О счастье, что ты? Легкое облачко с нарисованным единорогом на борту? Мираж, порхающий над головой? Но даже легкий ветерок, едва шевелящий листву деревьев, сдует его без следа, и все – нет его, словно и не было никогда. И всматривайся затем в небеса: не оно ли плывет навстречу? Но облака все больше попадаются пустые, пыльные, а то и совсем прибьет бурю вместо счастья, и дождь льет, как из ведра, или метет загулявшая метель. А ведь было, было!

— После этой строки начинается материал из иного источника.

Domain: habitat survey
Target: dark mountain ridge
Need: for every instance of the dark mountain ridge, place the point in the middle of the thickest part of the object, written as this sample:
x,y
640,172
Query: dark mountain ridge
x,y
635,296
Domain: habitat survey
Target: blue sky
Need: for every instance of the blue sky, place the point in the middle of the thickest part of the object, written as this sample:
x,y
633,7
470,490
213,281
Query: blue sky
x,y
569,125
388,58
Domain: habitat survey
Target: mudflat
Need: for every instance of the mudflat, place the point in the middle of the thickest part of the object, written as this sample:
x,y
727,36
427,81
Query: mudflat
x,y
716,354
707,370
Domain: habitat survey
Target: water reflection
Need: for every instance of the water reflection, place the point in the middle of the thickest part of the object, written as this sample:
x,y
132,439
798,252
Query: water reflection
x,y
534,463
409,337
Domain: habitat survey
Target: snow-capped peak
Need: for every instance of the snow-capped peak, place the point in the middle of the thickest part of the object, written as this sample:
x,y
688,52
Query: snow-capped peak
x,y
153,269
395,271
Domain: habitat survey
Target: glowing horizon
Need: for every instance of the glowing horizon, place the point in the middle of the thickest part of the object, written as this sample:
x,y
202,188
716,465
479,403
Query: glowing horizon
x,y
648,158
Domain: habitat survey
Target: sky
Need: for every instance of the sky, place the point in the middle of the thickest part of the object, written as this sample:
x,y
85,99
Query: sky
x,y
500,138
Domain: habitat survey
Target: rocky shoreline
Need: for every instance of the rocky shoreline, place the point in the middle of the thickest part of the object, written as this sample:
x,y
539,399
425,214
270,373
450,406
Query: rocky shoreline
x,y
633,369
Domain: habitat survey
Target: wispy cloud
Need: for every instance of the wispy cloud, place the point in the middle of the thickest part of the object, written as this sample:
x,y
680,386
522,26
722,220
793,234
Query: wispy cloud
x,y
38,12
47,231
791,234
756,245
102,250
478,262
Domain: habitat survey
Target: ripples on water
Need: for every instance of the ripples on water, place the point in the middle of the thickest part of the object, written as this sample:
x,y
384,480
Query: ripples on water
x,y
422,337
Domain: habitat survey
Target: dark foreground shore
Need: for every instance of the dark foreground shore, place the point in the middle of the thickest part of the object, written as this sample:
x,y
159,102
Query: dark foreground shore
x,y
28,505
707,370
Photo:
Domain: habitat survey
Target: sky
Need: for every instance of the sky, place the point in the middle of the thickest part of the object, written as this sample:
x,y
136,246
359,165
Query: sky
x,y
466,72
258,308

Я помню это ощущение каждой клеточкой своего тела, когда хорошо, не жарко, не холодно, спокойно и счастливо на душе. Но ветер унес мое облако без следа – гулять среди бескрайних небесных просторов. Я помню тебя, мое счастье, твой влюбленный взгляд и статную осанку. Бывало, застыв с открытым ртом, всматриваешься в небо – не оно ли летит навстречу? Не покажется ли из-за туч развивающаяся грива моего единорога, не блеснет ли его горделивый взгляд? А после бредешь по мостовой, погруженный в думы об устройстве мира и вечном непостоянстве.

Облачный единорог родился в апреле, и как все младенцы даже у людей, что смешно топают внизу по старушке-Земле и коптят небо бесчисленными трубами, стал праздником для своих родителей, уважаемых членов облачного королевского общества. Мама единорога была фрейлиной при дворе, и королева-мать посетила счастливую семью, лично одарив юного наследника поцелуем.

Отец же нашего младенца слыл знатным повесой, и пропустил час рождения первенца, участвуя в славной королевской охоте, где, превращаясь в злобного хищного облачного тигра, вместе с ветром гудел и злобно рычал, так что даже благородные земные олени прижимали уши и бежали по зеленым лугам, выставив страшные рога на радость молодому королю и его свите. А поздно вечером, узнав благую весть о рождении наследника, он с виноватой главой и хитрой усмешкой предстал перед супругой у колыбельки сына. Не дав ей проронить ни слова, он крепко поцеловал супругу, как и мы, бывало, целуем друг друга после долгой разлуки, встречая родных на выходе из аэропорта и предваряя рассказ, который, казалось, уже собрался сорваться с уст любимых.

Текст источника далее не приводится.